Hier der genaue Wortlaut dieser Schwafelrunde:


Moderatorin Özlem Sarikaya:

Ja, liebe Gäste, ich möchte meinerseits auch nochmal unsere Podiumsteilnehmer vorstellen. Und ich hatte Sie gebeten, ein kleines Einführungsstatement auch hier zur Verfügung zu stellen und mit diesen Statements möchte ich Sie gerne vorstellen.

Herzlich willkommen, Joachim Herrmann, Bayerischer Innenminister, der sagt, die Widerlegung der populistischen Äußerungen im Rahmen der Meinungsfreiheit ist zuvorderst Aufgabe der Zivilgesellschaft. Wer aber die Meinungsfreiheit zu Beleidigungen oder volksverhetzender Agitation missbraucht, oder unsere demokratische Grundordnung angreift, dem stellt sich der Staat entgegen.

Christian Ude, Oberbürgermeister der Stadt München sagt, Rechtspopulisten setzen anders als Neonazis, nicht unmittelbar auf physische Gewalt, sondern sie hetzen und provozieren, mit dem Ziel, das Klima einer Stadtgesellschaft zu vergiften.

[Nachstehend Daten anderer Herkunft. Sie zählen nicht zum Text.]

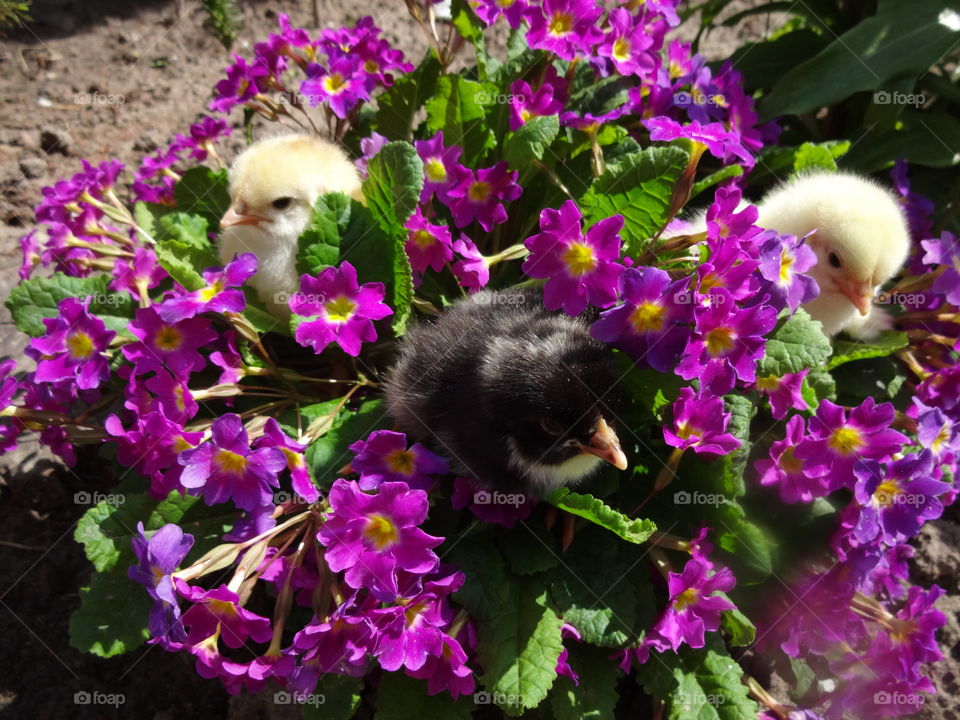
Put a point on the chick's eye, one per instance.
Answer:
(551, 427)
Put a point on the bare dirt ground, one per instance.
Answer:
(98, 79)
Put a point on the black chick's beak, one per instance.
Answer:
(606, 446)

Daher hat sich die Stadt frühzeitig entschlossen, geschlossen dieser Hetze entgegenzutreten.

Marian Offman ist Mitglied der CSU Stadtratsfraktion und mahnt, wer die Freiheit einer Religion versucht einzuschränken, ein Bürgerbegehren gegen eine Religion anstrebt, zweifelt die Grundrechte unseres Grundgesetzes an und ist eine große Gefahr.

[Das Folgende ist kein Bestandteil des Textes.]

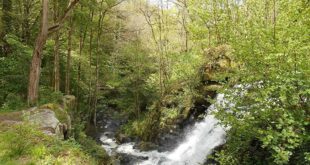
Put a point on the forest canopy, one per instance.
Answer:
(157, 63)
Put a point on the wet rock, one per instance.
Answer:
(122, 138)
(48, 122)
(127, 159)
(146, 146)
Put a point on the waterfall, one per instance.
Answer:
(198, 143)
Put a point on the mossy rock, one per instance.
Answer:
(146, 146)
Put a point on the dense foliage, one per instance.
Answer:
(155, 62)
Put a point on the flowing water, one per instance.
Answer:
(199, 142)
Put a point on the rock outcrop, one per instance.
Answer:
(51, 119)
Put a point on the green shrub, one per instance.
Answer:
(47, 95)
(24, 144)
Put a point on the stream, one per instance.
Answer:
(198, 142)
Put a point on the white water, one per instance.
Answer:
(198, 143)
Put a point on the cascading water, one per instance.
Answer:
(198, 143)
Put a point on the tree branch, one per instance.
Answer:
(62, 19)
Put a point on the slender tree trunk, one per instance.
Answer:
(56, 63)
(68, 66)
(35, 69)
(6, 17)
(274, 22)
(25, 24)
(90, 59)
(56, 84)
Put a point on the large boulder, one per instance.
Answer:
(52, 121)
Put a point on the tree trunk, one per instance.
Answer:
(35, 69)
(56, 63)
(56, 84)
(6, 17)
(90, 59)
(68, 66)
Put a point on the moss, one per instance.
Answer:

Florian Ritter, Abgeordneter der Fraktion der bayerischen SPD im Landtag warnt, es geht nicht darum, rechtspopulistische Gruppen abzulehnen, ihre Inhalte, Themen und Lösungsvorschläge sind nicht nur in einem fließenden Übergang mit den Positionen Rechtsextremer, sie wirken auch in die Mitte der Gesellschaft, das ist die besondere Gefahr.

Katharina Schulze ist Abgeordnete der Fraktion der Grünen im bayerischen Landtag und findet das Thema Rechtspopulismus gilt fälschlicherweise hier zu Lande für viele noch immer als kein besonders großes Thema. Der Kampf gegen Rechts sei aber nicht nur eine sicherheitspolitische Herausforderung, sondern eine gesamtgesellschaftliche Querschnittsaufgabe.

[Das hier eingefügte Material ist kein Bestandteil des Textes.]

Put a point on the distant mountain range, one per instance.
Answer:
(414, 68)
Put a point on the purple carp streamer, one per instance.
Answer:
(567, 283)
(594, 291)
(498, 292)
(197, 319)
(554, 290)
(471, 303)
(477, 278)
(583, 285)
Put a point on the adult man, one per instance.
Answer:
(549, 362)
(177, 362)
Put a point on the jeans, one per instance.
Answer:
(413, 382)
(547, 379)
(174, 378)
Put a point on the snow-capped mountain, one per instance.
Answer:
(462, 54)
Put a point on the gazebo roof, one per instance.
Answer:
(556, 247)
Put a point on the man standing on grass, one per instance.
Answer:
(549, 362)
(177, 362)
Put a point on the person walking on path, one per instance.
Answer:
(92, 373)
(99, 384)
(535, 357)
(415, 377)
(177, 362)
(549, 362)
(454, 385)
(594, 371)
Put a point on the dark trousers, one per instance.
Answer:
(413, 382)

Herr Staatsminister, ich möchte mit Ihnen beginnen, können Sie mir ganz einfach mal erklären: was ist der Unterschied zwischen Rechtspopulismus und Rechtsextremismus?

Joachim Herrmann:

Die Frage ist erst einmal Extremismus zu definieren. Wer sich gegen die Grundsätze der Freiheit und Demokratie in unserem Land einsetzt, wer versucht, die Freiheit und Demokratie zu beseitigen, wer dies vor allen Dingen mit Gewalt zu tun versucht, der ist ein Extremist. Wir wollen heute Abend vor allen Dingen über die Herausforderungen diskutieren, so habe ich es verstanden, wo jemand versucht, das ganze etwas zu verbrämen, aber letztendlich formal sich von Gewalt distanziert, aber dann doch wieder Hass predigt, letztendlich, genau diese Intoleranz, von der Herr Prantl gesprochen hat, das ist das Schwierige in der Auseinandersetzung mit dem staatlichen Behördenweg, da wo jemand scheinbar noch auf dem Boden der Verfassung argumentiert, aber subtil versucht er doch mehr über Hass, Intoleranz und in dem Fall eben gerade eine hart islamfeindliche Haltung unters Volk zu bringen.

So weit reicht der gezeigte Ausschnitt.